AI IntegrationJuly 2025
Filipino Speech Coach
Role
Backend and AI integration developer
Tech stack
Next.jsFastAPIAzure VMWhisperXSupabaseCloudflare R2


Overview
A cloud-native speech training application that transmits user audio to a FastAPI backend hosted on an Azure VM. Utilizing the WhisperX model for character-level alignment and phoneme transcription. Metadata and transaction logs are stored in Supabase, while audio recordings and public assets are cached and served via Cloudflare R2 bucket storage.
Key Contributions & Findings
- 01Integrated WhisperX speech-to-text with phoneme alignment, obtaining character-level timing paired with acoustic analysis for lexical stress analysis.
- 02Deployed a FastAPI server in an Azure VM
- 03Utilized Supabase for real-time user database sync, coupled with Cloudflare R2 bucket storage to achieve fast and responsive asset loading.

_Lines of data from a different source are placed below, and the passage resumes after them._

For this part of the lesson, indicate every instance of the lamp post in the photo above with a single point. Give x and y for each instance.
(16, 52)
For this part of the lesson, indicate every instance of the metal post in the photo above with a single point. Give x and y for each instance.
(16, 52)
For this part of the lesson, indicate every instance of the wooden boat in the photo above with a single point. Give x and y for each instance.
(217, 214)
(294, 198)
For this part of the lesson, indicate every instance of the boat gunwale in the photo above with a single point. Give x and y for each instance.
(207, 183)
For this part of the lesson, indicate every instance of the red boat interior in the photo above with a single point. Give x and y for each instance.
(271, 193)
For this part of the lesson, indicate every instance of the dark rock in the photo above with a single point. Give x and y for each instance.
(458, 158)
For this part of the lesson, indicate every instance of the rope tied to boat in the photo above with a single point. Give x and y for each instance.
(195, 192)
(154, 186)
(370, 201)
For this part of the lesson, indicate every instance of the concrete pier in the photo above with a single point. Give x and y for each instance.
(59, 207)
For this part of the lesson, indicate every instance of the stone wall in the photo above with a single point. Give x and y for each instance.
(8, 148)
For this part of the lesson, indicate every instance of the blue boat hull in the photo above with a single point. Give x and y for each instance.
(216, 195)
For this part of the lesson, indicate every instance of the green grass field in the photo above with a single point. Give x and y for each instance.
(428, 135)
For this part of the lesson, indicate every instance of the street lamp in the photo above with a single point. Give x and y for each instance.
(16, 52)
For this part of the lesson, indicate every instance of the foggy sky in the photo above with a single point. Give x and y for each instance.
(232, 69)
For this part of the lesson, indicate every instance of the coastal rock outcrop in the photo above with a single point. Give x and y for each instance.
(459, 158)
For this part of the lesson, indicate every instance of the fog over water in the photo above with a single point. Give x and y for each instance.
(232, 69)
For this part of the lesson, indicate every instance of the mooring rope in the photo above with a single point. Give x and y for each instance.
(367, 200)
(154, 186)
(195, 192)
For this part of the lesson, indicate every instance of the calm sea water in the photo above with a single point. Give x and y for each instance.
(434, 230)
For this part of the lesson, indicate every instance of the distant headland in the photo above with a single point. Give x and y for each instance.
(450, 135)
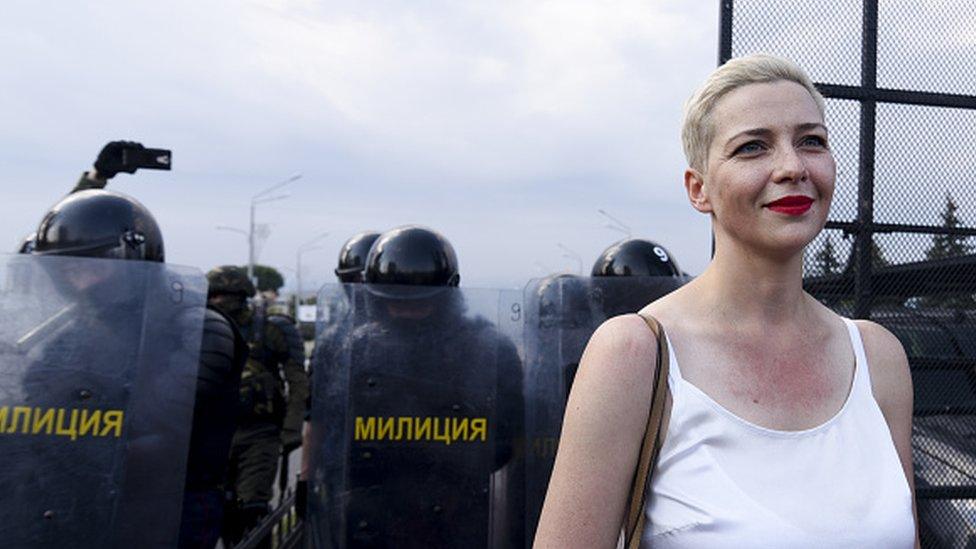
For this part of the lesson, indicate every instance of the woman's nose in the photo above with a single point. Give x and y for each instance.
(789, 166)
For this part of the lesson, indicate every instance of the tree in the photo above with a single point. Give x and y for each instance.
(825, 260)
(877, 255)
(945, 246)
(268, 278)
(949, 245)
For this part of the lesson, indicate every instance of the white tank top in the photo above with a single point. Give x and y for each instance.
(722, 481)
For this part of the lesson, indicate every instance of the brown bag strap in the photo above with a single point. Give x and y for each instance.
(653, 440)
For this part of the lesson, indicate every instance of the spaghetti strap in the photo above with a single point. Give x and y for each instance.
(861, 374)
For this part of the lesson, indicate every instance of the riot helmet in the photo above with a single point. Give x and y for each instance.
(566, 301)
(27, 244)
(412, 256)
(102, 224)
(352, 256)
(228, 289)
(635, 257)
(229, 280)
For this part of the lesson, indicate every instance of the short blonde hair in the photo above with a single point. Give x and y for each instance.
(697, 130)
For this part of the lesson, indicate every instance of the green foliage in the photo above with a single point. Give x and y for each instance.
(945, 246)
(877, 256)
(825, 260)
(268, 278)
(949, 245)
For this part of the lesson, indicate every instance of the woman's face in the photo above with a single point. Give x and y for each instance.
(770, 174)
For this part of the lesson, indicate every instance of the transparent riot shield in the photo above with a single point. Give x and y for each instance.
(98, 363)
(417, 417)
(561, 313)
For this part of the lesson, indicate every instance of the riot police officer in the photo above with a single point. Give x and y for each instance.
(632, 273)
(563, 312)
(352, 256)
(96, 223)
(349, 270)
(413, 362)
(270, 418)
(635, 257)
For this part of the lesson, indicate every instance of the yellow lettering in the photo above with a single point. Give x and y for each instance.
(89, 422)
(40, 420)
(386, 429)
(72, 430)
(365, 430)
(112, 419)
(479, 425)
(445, 435)
(460, 430)
(25, 413)
(421, 429)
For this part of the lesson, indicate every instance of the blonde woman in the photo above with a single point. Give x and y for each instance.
(787, 425)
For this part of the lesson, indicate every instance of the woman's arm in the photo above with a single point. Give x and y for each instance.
(891, 382)
(606, 415)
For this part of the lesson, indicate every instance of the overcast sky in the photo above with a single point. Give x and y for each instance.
(503, 125)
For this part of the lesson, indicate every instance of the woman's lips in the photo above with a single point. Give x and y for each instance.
(791, 205)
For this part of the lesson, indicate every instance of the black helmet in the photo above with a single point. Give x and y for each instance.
(100, 223)
(412, 256)
(229, 280)
(635, 257)
(352, 256)
(566, 301)
(27, 244)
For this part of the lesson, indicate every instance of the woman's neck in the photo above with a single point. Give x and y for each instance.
(745, 287)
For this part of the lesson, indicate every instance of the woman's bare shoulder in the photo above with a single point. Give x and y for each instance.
(605, 416)
(891, 378)
(621, 352)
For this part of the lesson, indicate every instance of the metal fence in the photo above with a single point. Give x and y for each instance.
(901, 106)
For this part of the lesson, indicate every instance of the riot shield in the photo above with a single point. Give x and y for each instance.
(417, 416)
(561, 313)
(98, 363)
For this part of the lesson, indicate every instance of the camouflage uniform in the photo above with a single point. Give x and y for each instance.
(270, 415)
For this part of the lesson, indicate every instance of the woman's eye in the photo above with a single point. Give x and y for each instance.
(749, 148)
(813, 141)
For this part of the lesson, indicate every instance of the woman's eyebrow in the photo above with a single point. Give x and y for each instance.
(752, 132)
(766, 132)
(811, 126)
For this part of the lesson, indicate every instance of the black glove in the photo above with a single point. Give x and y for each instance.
(301, 498)
(112, 158)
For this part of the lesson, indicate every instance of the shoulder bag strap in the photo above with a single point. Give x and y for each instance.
(653, 440)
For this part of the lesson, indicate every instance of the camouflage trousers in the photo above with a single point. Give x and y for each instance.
(254, 456)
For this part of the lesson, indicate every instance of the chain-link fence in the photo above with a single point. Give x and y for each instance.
(898, 248)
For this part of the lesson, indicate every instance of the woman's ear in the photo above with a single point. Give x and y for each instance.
(695, 186)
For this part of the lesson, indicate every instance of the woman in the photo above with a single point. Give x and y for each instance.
(788, 425)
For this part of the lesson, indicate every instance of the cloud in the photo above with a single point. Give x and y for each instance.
(503, 125)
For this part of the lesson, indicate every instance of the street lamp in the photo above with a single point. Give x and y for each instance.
(261, 198)
(306, 247)
(570, 254)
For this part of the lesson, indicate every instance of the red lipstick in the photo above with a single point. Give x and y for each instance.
(791, 205)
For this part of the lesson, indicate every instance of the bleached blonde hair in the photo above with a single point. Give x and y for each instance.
(697, 130)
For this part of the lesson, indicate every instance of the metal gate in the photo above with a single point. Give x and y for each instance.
(897, 248)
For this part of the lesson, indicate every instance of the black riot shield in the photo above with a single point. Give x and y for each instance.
(417, 417)
(561, 313)
(98, 364)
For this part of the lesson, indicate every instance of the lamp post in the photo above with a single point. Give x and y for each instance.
(570, 254)
(306, 247)
(261, 198)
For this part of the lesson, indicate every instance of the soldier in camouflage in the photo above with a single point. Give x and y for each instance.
(270, 417)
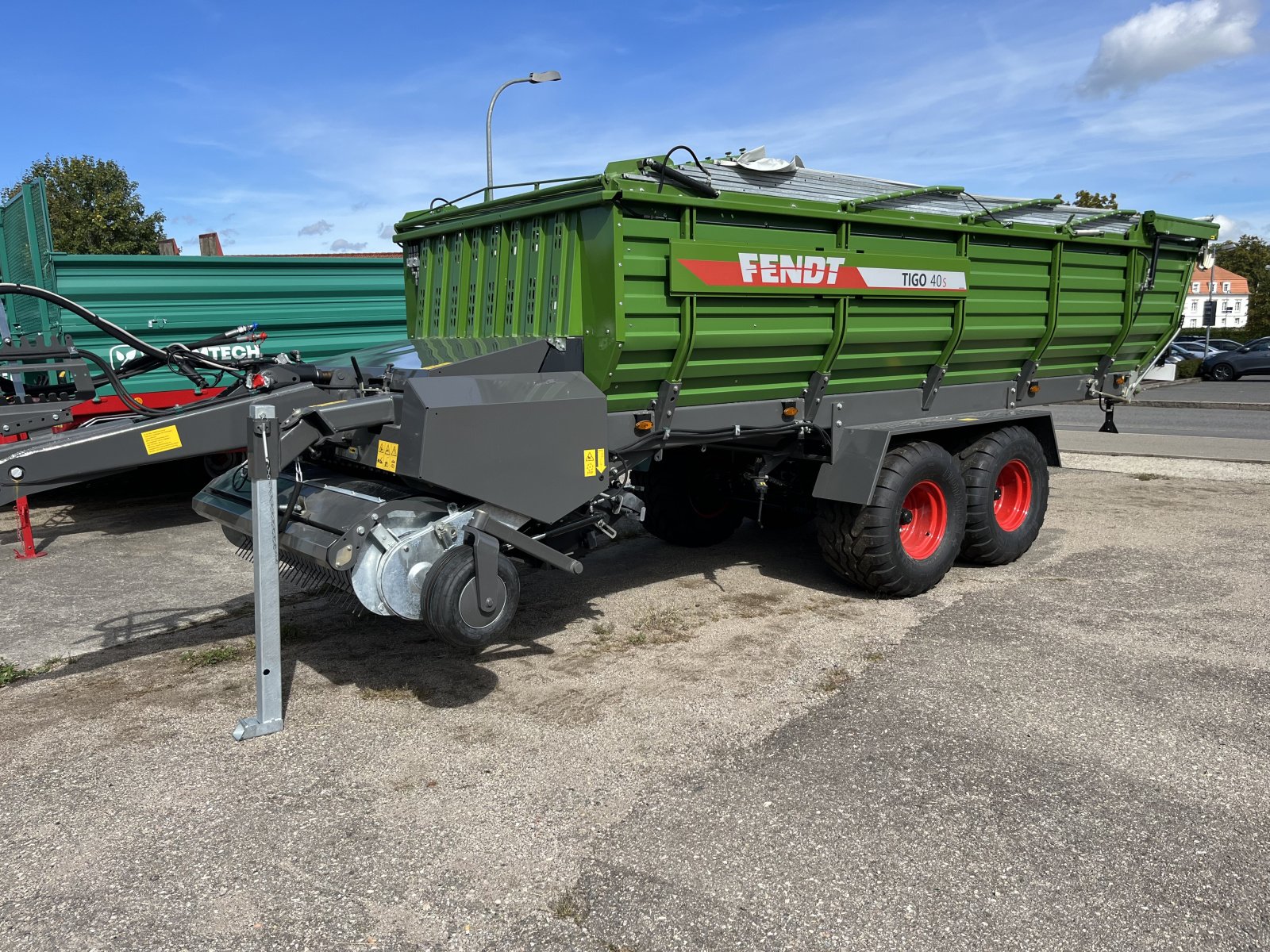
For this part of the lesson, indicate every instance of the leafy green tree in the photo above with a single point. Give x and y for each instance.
(1092, 200)
(93, 207)
(1249, 258)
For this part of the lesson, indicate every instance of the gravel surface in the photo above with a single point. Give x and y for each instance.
(687, 749)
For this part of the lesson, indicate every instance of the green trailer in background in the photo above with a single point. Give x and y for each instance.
(319, 306)
(694, 344)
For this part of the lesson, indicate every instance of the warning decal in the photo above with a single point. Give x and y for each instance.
(160, 441)
(594, 463)
(385, 457)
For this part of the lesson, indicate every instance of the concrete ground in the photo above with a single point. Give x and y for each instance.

- 04Implemented Spaced Repetition scheduling logic to optimize user retention and pronunciation improvement over time
Infrastructure
System Architecture
A cloud-native machine learning pipeline. Audio payloads are sent from the React frontend via REST API endpoints to a FastAPI server hosted on an Azure VM, which executes phoneme-level WhisperX inference. User scores and metadata are stored in Supabase, while raw audio files are persisted securely in Cloudflare R2 bucket storage.